Yay !
Indeed the key is always to look for your own answer "Why", because at the end of the day, mechanics really only tell you the "what".
Let me dip back on some real life knowledge for another reason why a deck is so much more pricey than a commlink.
It is to do with what is called 'transmission security'. Obviously for a device to participate on the wireless matrix, it must transmit. But it just isn't as simple as "hey, lets broadcast on this frequency."
Zillions of devices all have to use the matrix at once, and they do so through various techniques, such as time division multiplexing, and frequency separation and/or sharing, and all sorts of goodies.
What that means is, at any given moment, a commlink could be transmitting on any one of a whole range of frequencies. And the pattern that it uses can be unique and specific, and if you don't know that pattern, you cant even begin to listen or communicate with the device, as you don't know where to send your transmission. That's transmission security, and as a decker, you want to be able to overcome that.
So a deck has to be able to interact simultaneously with loads of frequencies all at once, cast a big net as it were, in order to catch your commlink.

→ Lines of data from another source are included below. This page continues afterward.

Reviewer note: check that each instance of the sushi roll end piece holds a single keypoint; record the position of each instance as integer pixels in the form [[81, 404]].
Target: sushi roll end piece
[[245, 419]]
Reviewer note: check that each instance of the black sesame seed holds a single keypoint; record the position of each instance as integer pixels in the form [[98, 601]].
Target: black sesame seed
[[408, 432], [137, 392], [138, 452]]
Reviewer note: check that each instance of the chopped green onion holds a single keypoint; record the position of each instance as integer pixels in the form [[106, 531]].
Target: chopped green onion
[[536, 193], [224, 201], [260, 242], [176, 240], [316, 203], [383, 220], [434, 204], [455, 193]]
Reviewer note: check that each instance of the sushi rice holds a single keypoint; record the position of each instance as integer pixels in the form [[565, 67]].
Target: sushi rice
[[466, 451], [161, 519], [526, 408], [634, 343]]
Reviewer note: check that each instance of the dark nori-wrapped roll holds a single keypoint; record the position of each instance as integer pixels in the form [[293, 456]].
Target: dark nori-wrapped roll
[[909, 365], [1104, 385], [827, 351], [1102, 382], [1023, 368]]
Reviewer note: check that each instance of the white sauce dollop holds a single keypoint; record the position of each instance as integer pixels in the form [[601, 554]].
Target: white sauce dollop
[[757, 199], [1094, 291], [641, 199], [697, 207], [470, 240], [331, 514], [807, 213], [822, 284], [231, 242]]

Which means that a deck has to have the transmission part of many commlinks. It is a parallel commlink, and thus right off the bat, expensive as several commlinks because it is several commlinks.
Do you need to know this? Not at all. The rules say that a commlink is a couple of grand and a deck is a few hundred grand. But sometimes you want to know, even if you don't need to. So you think about the why, and come up with your own reason. Maybe based on real world stuff, maybe based on logic and extrapolation, or maybe pseudoscientific gobbledygook or the phrase "Its magic."
The important thing is though - don't be asking "why is this the rule", because it just is. Instead ask "What fits the rule".
I wonder if anyone will understand what I mean here? Oh well.